Lee defended his stance in a lengthy statement issued Tuesday night, saying his comments at the time were meant to reflect how Congress should not have “sweeping power over people’s livelihoods,” but that existing commitments should be honored.
“In repeatedly quoting my 2010 remarks today, President Biden conveniently left out that critical details—that even when I voiced that position, I insisted that we honor the reliance interests of those who have paid into the system,” Lee said in a statement, adding that he has not proposed abolishing Social Security, Medicare or Medicaid during his time as a senator.
Biden has embraced the back-and-forth with Republicans over Social Security and Medicare for months, viewing it as a winning issue for the White House and Democrats.
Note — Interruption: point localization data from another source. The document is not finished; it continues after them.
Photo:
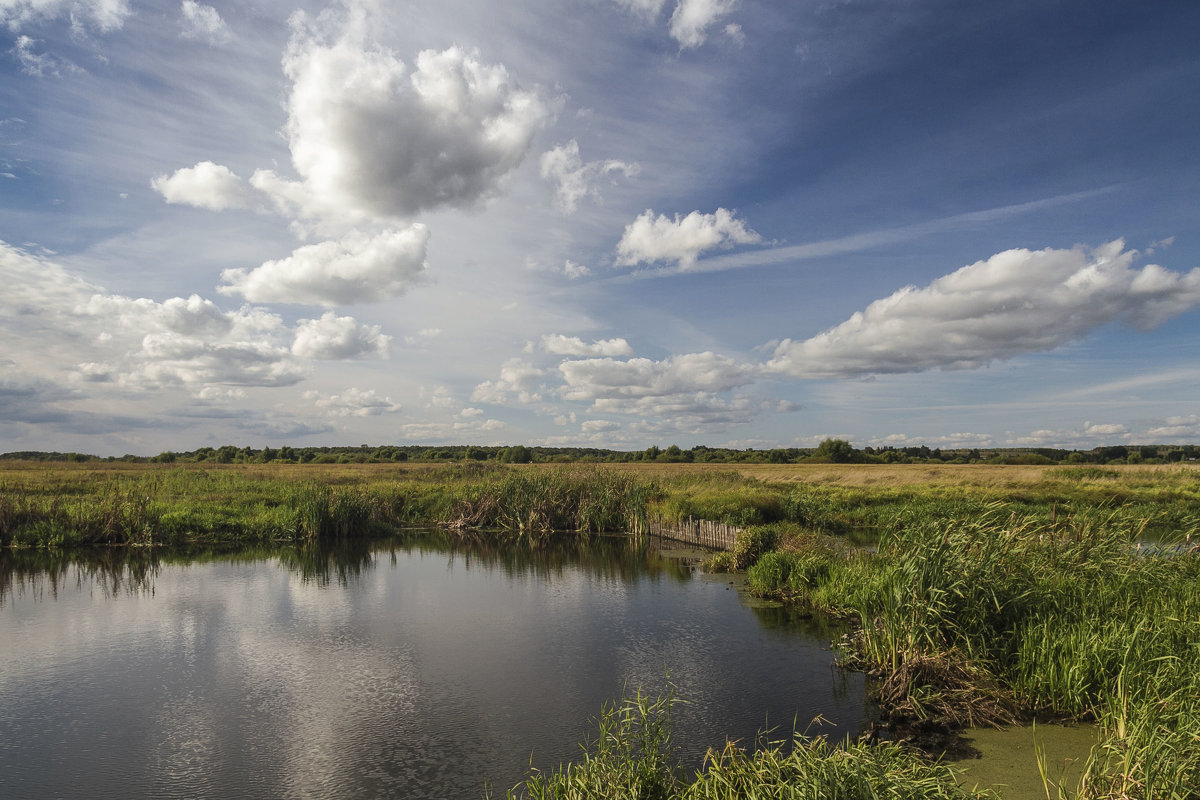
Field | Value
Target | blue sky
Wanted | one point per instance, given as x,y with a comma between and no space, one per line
598,222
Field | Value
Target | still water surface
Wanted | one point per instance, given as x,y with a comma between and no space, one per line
406,668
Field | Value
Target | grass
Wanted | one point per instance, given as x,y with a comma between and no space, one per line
977,619
995,593
630,757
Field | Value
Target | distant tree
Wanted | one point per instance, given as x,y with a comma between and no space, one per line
517,455
839,451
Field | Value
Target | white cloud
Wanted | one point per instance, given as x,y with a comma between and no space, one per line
592,379
103,16
1017,301
353,402
355,269
559,344
575,271
334,337
39,65
59,322
202,22
371,138
1087,435
575,180
685,411
517,377
691,19
1176,427
189,342
660,239
205,185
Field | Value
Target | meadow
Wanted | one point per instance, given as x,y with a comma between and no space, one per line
991,594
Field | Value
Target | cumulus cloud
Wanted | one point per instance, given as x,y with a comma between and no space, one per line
1176,427
353,402
694,413
1017,301
591,379
559,344
573,179
693,18
371,137
651,239
201,22
334,337
190,342
52,317
355,269
205,185
517,378
103,16
1089,434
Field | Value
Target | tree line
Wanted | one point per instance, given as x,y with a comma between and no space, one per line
838,451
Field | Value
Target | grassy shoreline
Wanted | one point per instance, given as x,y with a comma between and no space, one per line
997,593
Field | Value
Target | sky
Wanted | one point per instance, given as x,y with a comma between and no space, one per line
610,223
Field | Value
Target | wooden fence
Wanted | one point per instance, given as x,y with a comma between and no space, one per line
701,533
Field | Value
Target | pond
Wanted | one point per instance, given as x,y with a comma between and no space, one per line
413,667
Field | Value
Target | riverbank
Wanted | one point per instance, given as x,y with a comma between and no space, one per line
993,596
66,504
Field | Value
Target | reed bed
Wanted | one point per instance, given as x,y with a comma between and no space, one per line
177,505
981,619
631,757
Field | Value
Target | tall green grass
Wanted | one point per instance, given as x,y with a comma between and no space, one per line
631,757
190,504
976,618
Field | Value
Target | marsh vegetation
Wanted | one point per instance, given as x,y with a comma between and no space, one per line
993,594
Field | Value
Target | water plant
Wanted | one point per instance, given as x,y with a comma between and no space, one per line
630,756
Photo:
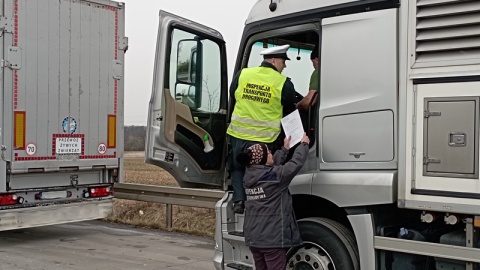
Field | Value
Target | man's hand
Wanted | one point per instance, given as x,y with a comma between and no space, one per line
286,142
305,139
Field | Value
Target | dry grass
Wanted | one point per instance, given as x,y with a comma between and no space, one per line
191,220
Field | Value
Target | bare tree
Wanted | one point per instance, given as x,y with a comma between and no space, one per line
213,95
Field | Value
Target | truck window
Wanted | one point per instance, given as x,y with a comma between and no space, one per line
298,69
195,73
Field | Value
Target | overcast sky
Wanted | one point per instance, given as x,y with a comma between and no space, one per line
226,16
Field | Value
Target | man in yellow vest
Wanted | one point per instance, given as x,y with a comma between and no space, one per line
259,95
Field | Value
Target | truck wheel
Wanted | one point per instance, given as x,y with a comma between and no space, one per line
327,245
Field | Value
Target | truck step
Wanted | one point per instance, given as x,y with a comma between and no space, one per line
236,233
239,266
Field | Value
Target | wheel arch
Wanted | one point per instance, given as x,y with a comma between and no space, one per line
302,205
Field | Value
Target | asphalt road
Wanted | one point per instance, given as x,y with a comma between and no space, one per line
100,245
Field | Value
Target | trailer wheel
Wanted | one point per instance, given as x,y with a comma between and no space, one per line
327,245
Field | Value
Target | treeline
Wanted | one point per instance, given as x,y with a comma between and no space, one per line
135,138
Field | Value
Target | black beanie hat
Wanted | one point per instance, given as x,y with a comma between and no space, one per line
256,154
314,53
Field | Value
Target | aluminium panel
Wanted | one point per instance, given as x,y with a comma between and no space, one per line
364,92
65,84
448,191
450,137
361,137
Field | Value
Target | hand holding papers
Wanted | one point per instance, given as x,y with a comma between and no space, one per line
292,126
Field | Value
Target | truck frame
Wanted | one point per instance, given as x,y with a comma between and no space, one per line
392,176
61,121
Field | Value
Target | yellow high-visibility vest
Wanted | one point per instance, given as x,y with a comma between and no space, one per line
258,107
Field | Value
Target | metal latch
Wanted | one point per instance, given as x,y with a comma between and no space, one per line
356,154
457,139
427,160
14,57
117,69
6,24
123,43
428,113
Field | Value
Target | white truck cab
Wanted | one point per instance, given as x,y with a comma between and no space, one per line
392,176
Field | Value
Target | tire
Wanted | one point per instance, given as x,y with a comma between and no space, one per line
327,245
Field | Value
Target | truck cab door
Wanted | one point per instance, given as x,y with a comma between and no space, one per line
187,117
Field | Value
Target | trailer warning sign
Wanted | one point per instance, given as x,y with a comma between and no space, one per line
68,145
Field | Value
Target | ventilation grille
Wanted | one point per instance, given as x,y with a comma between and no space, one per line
448,32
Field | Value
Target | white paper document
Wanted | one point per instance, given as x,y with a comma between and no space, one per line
292,126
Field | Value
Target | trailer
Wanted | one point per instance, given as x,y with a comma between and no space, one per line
392,177
61,121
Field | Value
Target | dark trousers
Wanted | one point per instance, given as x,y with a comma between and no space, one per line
269,258
237,171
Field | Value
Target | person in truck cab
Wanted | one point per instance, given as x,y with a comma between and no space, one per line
259,95
314,82
270,226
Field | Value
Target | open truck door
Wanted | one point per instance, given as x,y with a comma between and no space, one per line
187,117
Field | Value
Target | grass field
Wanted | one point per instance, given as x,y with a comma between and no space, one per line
191,220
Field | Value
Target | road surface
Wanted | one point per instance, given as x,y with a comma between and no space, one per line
99,245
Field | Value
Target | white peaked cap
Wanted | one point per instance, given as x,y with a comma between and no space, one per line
276,52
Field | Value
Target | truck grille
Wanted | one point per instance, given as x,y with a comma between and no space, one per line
447,32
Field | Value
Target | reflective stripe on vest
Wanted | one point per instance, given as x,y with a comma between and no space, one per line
258,107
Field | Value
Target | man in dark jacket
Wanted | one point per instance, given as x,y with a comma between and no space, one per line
270,227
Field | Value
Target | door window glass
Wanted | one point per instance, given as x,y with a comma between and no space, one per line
195,71
299,68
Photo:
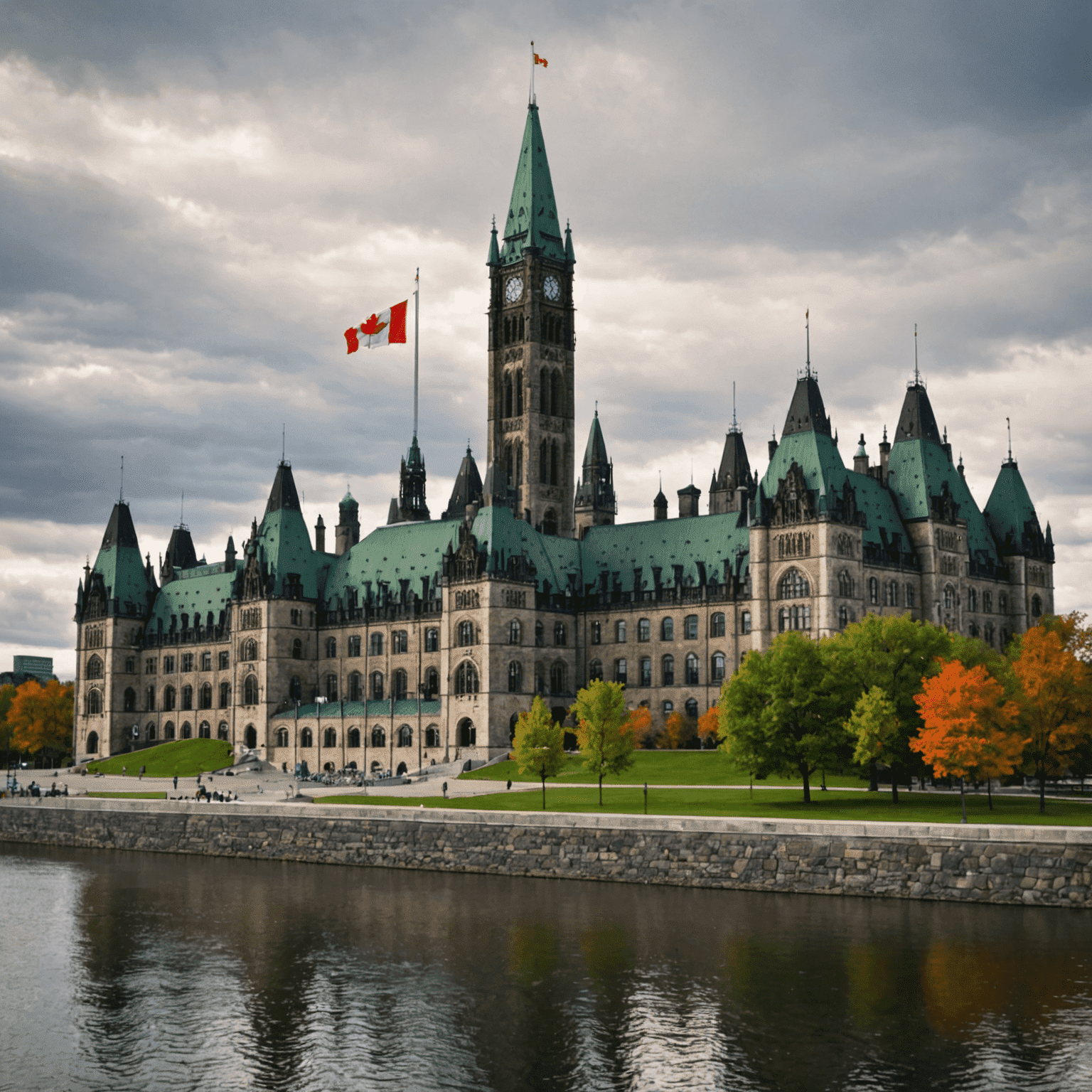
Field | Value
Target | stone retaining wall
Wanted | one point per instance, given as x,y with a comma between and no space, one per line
1049,866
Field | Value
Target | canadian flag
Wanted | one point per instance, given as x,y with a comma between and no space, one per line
388,328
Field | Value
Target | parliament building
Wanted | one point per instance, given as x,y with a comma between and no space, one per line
425,640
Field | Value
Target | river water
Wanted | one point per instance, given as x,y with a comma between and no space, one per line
143,971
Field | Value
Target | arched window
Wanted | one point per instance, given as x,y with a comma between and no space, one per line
692,670
466,678
794,586
400,685
558,678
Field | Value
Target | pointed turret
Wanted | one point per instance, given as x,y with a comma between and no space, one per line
468,488
532,212
595,503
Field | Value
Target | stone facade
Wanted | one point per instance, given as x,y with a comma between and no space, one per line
1042,866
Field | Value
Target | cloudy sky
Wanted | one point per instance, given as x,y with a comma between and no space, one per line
197,199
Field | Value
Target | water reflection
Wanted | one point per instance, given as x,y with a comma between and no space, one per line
132,971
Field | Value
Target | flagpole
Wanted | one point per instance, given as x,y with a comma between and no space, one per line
416,313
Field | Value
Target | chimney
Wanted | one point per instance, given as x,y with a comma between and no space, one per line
884,456
861,458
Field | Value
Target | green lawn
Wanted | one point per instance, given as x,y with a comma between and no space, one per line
662,768
132,796
767,804
185,757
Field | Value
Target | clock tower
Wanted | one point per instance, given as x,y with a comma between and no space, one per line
531,432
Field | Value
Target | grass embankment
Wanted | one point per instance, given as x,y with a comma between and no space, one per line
183,757
774,804
662,768
132,796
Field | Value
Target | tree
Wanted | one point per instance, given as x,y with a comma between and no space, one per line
603,729
778,714
540,744
41,717
892,653
875,727
1055,702
967,725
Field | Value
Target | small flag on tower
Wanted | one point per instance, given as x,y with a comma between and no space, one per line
387,328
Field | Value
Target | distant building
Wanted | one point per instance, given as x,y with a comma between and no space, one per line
427,638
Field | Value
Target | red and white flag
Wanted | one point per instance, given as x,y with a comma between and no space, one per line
387,328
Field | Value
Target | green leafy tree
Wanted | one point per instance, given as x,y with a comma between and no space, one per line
540,744
894,653
604,729
778,712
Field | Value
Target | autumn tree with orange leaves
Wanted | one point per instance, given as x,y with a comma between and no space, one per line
967,725
1055,702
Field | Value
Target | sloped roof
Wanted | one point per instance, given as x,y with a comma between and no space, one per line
532,218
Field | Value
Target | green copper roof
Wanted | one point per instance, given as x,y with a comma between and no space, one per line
1010,513
532,218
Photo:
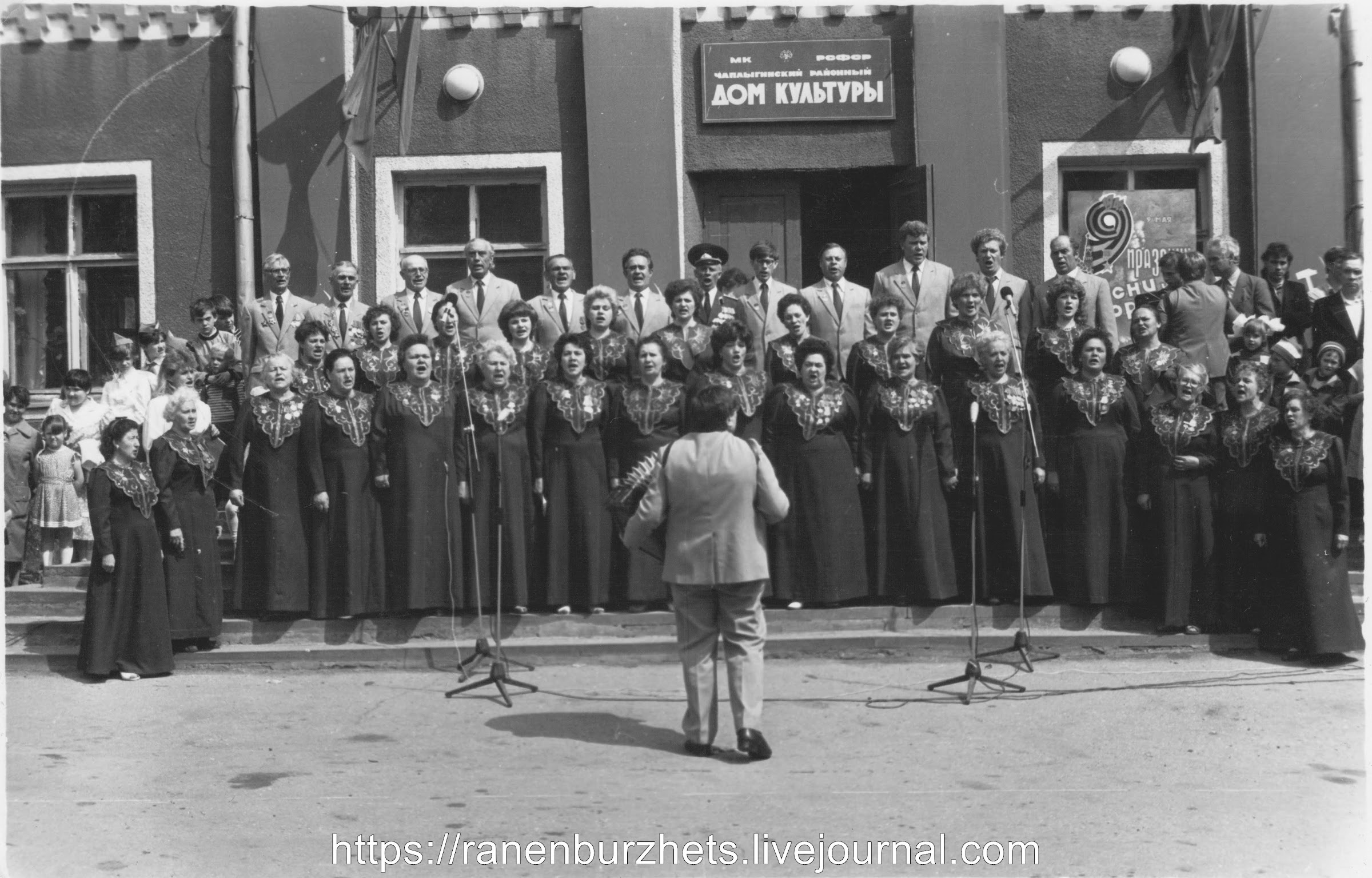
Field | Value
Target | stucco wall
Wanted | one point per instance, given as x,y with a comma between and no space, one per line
54,99
534,102
1060,88
793,146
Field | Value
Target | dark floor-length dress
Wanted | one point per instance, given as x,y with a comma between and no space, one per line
907,448
413,434
1006,457
183,468
749,386
817,552
1242,478
127,626
1311,607
1095,420
567,424
1182,510
501,430
348,543
643,420
273,570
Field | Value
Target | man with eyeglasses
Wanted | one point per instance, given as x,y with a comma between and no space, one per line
481,295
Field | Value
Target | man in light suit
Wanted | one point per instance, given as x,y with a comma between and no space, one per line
415,304
1249,294
840,307
342,313
718,494
481,295
920,281
1096,308
560,308
271,321
990,247
643,311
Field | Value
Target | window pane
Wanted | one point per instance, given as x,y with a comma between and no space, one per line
511,214
38,225
38,328
109,224
111,305
1167,178
1092,180
436,216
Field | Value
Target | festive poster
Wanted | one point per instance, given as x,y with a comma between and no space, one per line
1120,236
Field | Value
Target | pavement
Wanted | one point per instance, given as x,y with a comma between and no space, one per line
1160,765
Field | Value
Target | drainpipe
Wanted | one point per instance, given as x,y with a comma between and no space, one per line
245,221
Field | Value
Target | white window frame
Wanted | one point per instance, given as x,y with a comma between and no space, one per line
114,177
1122,153
394,173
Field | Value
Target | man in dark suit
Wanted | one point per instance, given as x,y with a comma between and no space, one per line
1249,293
1339,316
1290,297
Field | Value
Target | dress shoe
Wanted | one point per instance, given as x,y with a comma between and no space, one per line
700,749
753,745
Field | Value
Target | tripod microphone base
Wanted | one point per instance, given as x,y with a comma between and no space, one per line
500,678
1027,652
972,676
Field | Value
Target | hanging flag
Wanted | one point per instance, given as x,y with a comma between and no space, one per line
1206,33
Leading up to the midterms last fall, Biden repeatedly tied the GOP to a proposal from Sen. Rick Scott (R-Fla.) to sunset all federal legislation after five years to argue the party wanted to put Social Security and Medicare on the chopping block.
The president during his State of the Union address drew boos and jeers from some GOP lawmakers in attendance when he claimed they were threatening Social Security and Medicare, a move he vowed to veto. When Biden’s call to protect those programs drew bipartisan applause, he suggested there was unanimous agreement on the issue.
“So tonight, let’s all agree — and we apparently are — let’s stand up for seniors,” Biden said Tuesday. “Stand up and show them we will not cut Social Security. We will not cut Medicare.”
The president on Thursday will travel to Florida to further highlight the contrast between Democrats and Republicans on Social Security and Medicare benefits, the White House said.